On therapeutic drug monitoring of thiopurines in inflammatory bowel disease; pharmacology, pharmacogenomics, drug intolerance and clinical relevance

Abstract

Thiopurines such as azathioprine, 6-mercaptopurine and 6-thioguanine are antimetabolites that have been used for several decades in the treatment of several diseases including inflammatory bowel diseases. Additional anti-inflammatory properties of these thiopurines have been discovered in recent years. Thiopurine metabolism is complex due to the involvement of multiple enzymes, of which the activities are genetically determined and cell type dependent. Single nucleotide polymorphisms in the genes encoding these enzymes have been correlated with altered activities and drug intolerance. Detailed implications of these will be reviewed. Over the years several methods of therapeutic drug monitoring have been developed in an attempt to relate thiopurine drug availability with efficacy and intolerance. In this respect, monitoring pharmacologically active 6-thioguanine nucleotide concentrations is most widely used.

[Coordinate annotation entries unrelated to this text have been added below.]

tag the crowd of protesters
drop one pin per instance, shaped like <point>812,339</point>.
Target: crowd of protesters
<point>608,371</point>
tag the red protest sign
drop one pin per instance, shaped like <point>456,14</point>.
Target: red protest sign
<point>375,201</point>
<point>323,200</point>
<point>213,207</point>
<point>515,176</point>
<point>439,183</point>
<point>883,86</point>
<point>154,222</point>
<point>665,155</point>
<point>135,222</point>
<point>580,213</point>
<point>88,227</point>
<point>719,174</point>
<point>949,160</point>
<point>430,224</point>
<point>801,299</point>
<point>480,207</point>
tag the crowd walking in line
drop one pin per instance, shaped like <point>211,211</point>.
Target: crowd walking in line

So far, however, the clinical usefulness of these methods is hampered by methodological limitations. Some drug interactions may optimize the metabolization of thiopurines and consequently increase its efficacy and decrease drug intolerance. This review focuses on the clinical relevance and usefulness of therapeutic drug monitoring of thiopurines and provides suggestions to optimize thiopurine therapy in the treatment of inflammatory bowel diseases.